Shakespeare's "A Midsummer Night's Dream" is an intricate web of imagination and poetry, a rich mixture of folklore, flights of fancy, humor, wonder and homages to human nature. Its sheer breadth and depth call for a clear and consistent vision on the part of its director and that's precisely what it has gotten from Ethan McSweeny in his novel, thoroughly unconventional Shakespeare Theatre Company production of "Dream."
"A Midsummer Night's Dream" braids together three stories, all of which are related to the wedding of Theseus, the Duke of Athens (Tim Campbell), and Hippolyta, Queen of the Amazons (Sara Topham). The first story outlines the fates of four star-crossed lovers: Hermia (Amelia Pedlow) who loves Lysander (Robert Beitzel) and Helena (Christiana Clark) who loves Demetrius (Chris Myers).
The second story involves a group of workmen rehearsing a play that will be performed at the wedding. The third tale involves the fairies Oberon and Titania and the mischievous sprite Puck (Adam Green).
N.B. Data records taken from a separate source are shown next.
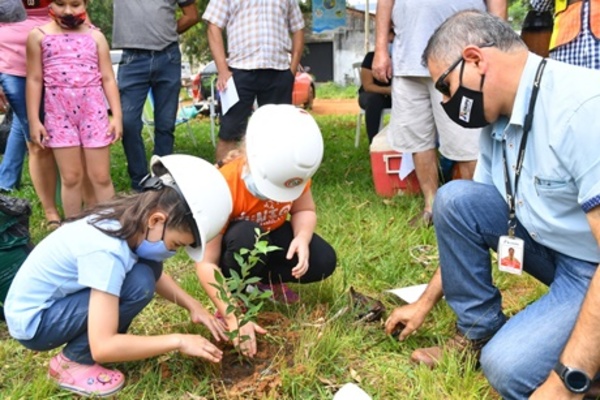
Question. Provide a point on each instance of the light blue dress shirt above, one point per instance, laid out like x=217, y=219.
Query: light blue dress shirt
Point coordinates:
x=560, y=178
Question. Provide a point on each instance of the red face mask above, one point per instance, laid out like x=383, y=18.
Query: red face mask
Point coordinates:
x=70, y=21
x=32, y=4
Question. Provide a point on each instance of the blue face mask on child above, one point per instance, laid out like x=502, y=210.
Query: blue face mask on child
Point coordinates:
x=251, y=185
x=154, y=251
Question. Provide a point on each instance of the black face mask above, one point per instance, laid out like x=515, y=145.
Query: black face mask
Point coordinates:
x=465, y=107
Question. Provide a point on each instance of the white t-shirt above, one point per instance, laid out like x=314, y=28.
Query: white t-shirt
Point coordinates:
x=76, y=256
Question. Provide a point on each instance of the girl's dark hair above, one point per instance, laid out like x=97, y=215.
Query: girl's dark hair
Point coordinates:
x=133, y=212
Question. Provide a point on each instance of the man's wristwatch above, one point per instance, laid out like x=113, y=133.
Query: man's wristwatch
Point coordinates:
x=575, y=380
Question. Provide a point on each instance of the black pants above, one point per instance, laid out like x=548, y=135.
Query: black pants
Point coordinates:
x=274, y=266
x=373, y=104
x=267, y=86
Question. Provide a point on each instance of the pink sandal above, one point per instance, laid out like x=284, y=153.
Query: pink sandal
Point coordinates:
x=85, y=380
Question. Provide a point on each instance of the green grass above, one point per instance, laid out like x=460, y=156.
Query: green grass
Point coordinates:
x=332, y=90
x=376, y=251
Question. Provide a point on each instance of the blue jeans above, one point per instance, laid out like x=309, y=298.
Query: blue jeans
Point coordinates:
x=469, y=218
x=140, y=71
x=66, y=321
x=16, y=146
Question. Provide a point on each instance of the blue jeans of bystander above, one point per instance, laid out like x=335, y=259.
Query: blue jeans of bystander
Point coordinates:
x=140, y=71
x=66, y=321
x=469, y=218
x=16, y=147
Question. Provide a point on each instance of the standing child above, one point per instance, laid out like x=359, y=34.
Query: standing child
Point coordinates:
x=70, y=61
x=270, y=186
x=84, y=284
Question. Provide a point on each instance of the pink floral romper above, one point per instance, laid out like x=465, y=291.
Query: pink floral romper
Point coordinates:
x=74, y=105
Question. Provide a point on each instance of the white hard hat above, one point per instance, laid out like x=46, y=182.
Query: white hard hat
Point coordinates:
x=205, y=191
x=284, y=148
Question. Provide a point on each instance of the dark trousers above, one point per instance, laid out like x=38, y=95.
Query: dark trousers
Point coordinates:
x=140, y=71
x=274, y=266
x=267, y=86
x=373, y=104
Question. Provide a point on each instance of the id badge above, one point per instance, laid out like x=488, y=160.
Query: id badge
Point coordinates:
x=510, y=255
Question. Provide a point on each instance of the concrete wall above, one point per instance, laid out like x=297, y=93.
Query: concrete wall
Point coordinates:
x=348, y=44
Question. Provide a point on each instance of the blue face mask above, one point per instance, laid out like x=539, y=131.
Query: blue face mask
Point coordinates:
x=251, y=186
x=154, y=251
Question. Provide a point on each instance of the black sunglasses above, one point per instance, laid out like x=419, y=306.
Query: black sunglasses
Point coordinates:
x=441, y=85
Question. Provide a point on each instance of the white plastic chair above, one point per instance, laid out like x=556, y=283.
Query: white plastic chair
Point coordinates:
x=359, y=117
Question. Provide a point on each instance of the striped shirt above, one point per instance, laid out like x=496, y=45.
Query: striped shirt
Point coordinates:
x=258, y=31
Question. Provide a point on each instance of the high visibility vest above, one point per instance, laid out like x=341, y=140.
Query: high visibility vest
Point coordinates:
x=32, y=4
x=567, y=21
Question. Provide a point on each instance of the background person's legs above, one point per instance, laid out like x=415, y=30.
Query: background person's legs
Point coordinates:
x=166, y=85
x=234, y=122
x=13, y=158
x=134, y=84
x=71, y=176
x=373, y=104
x=274, y=86
x=42, y=167
x=413, y=130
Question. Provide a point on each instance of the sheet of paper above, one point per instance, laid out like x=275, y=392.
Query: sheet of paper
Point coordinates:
x=409, y=294
x=229, y=96
x=351, y=391
x=406, y=166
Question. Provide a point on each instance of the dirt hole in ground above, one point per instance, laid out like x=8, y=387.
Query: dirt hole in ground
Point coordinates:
x=260, y=377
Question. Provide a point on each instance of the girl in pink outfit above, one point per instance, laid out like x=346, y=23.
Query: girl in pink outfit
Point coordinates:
x=70, y=61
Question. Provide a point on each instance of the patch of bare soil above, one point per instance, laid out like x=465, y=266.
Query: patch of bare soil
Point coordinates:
x=335, y=106
x=257, y=378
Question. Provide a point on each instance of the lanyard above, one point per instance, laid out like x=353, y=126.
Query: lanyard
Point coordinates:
x=510, y=196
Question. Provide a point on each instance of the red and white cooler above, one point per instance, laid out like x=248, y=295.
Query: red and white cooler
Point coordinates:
x=385, y=165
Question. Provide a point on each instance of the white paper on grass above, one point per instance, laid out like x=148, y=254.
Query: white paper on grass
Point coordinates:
x=409, y=294
x=406, y=166
x=350, y=391
x=229, y=96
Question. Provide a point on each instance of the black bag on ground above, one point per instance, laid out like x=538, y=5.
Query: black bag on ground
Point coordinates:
x=15, y=241
x=5, y=128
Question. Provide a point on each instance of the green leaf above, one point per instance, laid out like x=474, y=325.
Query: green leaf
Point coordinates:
x=252, y=280
x=239, y=259
x=235, y=276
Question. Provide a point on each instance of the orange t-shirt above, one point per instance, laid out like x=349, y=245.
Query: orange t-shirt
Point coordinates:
x=269, y=214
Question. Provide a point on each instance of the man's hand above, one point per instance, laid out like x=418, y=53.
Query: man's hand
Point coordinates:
x=554, y=389
x=411, y=316
x=246, y=339
x=197, y=346
x=214, y=325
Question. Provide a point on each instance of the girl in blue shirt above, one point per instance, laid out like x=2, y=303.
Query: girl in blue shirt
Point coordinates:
x=82, y=286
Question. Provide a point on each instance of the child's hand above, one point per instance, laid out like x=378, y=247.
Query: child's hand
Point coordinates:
x=299, y=246
x=115, y=129
x=197, y=346
x=248, y=346
x=214, y=325
x=38, y=134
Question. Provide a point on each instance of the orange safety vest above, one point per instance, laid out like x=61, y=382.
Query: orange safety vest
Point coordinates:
x=567, y=21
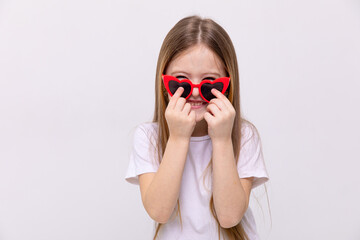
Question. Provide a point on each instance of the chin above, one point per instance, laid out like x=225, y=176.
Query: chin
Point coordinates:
x=199, y=116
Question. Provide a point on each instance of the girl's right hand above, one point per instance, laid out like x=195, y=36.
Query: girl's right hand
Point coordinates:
x=179, y=117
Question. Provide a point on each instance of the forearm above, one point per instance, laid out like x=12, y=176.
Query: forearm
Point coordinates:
x=230, y=200
x=163, y=192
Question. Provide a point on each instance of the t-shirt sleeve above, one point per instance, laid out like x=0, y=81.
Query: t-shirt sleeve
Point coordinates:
x=143, y=155
x=251, y=161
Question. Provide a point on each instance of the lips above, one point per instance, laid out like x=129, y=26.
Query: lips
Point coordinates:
x=196, y=104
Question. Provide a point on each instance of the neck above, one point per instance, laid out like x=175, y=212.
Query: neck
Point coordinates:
x=201, y=129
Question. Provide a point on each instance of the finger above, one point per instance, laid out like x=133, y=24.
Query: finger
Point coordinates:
x=192, y=115
x=187, y=108
x=208, y=117
x=222, y=97
x=180, y=104
x=219, y=103
x=213, y=109
x=175, y=97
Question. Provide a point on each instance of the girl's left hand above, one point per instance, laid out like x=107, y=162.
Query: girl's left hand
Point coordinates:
x=220, y=117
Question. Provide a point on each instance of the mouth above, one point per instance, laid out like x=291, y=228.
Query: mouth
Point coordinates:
x=196, y=104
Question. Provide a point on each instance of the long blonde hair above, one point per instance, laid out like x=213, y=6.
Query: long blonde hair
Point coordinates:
x=188, y=32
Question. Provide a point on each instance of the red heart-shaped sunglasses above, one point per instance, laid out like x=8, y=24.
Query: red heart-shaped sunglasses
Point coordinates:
x=172, y=84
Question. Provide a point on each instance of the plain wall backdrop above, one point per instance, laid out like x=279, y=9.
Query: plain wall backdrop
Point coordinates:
x=77, y=77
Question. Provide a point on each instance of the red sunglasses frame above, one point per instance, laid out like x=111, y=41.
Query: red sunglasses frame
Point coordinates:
x=167, y=78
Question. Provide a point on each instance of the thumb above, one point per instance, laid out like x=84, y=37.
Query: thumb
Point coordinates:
x=208, y=117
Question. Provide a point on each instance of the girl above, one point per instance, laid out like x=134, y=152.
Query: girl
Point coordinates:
x=197, y=127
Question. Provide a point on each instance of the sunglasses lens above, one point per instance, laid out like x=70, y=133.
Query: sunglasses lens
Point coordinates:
x=174, y=85
x=206, y=89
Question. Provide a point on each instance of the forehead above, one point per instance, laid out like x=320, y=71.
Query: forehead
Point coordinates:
x=197, y=60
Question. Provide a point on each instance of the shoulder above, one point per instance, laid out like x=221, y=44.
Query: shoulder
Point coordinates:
x=146, y=131
x=147, y=127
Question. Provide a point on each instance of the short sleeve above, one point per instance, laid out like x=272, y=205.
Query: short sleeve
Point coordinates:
x=251, y=161
x=143, y=154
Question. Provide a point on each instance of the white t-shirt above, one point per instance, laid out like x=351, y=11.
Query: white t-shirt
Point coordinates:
x=197, y=220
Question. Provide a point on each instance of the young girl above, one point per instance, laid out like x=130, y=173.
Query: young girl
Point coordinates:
x=197, y=127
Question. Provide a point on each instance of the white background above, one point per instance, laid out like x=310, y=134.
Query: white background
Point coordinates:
x=76, y=77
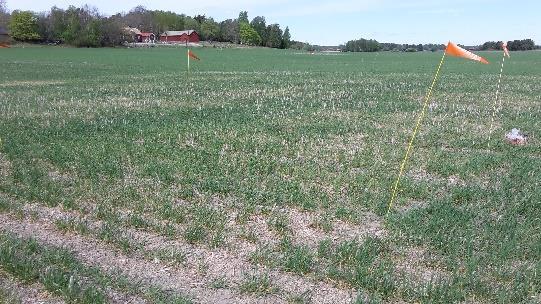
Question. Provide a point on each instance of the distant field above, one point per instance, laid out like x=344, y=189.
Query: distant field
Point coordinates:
x=264, y=176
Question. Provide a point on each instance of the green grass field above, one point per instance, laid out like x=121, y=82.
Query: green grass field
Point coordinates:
x=264, y=176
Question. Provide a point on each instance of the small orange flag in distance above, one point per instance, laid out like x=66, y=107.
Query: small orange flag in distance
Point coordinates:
x=505, y=50
x=455, y=50
x=192, y=55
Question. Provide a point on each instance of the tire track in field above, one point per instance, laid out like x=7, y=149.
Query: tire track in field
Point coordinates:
x=218, y=264
x=27, y=294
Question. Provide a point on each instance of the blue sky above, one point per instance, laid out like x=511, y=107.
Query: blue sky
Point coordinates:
x=334, y=22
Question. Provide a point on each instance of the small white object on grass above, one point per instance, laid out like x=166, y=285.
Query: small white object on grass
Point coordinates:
x=516, y=137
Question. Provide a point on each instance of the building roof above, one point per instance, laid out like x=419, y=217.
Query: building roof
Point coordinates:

McSweeny's approach physically separates the world of contemporary life in Theseus' 1940s court from the fairies' world of magic and transformation. Set designer Lee Savage places the Duke and his retinue on a stage within a stage, standing before a curtain in Scene I.
|A Midsummer Night's Dream'|
|Where: Sidney Harman Hall, 610 F St. NW|
|When: Through Dec. 30|
|Info: $43 to $105; 202-547-1122; ShakespeareTheatre.org|
When the workmen come to practice in Scene II, the curtain is drawn back to reveal a rehearsal hall of the theater, full of costume racks and lights. When the workmen depart, the back door of the theater is thrown open to reveal a still wider world, the forest: the way is clear for the fairies to appear.
In keeping with the "separate worlds" notion, costume designer Jennifer Moeller dresses the lovers in modern clothes and the fairies in eclectic clothes that seem drawn from some never-seen Fellini film: a Napoleonic hat, stockings, a feather shawl, a helmet. Tyler Micoleau's lighting and composer Fitz Patton's music help create a sense of the ethereal.
The success of any "Dream" depends on having great actors in the lead roles and indeed Campbell, Topham, Pedlow, Beitzel, Clark, Myers and Green convey all the questioning, whimsy, humor and seriousness Shakespeare packed into their roles.
But the brilliance of this "Dream" comes primarily from two facts. First, it's a true ensemble production. Every fairy, every Mechanical (Ted van Griethuysen, Bruce Dow, David Graham Jones, Herschel Sparber, Robert Dorfman, Christopher Bloch) provides a stellar performance. Second, it delivers Shakespeare's language perfectly.
A midsummer day in Shakespeare's time was a time of merrymaking, when anything could happen. The night of a midsummer day, and the dreams people could have in those nights, were extraordinary. Through his vision and with the help of his actors and designers, McSweeny captures the spirit of that extraordinariness.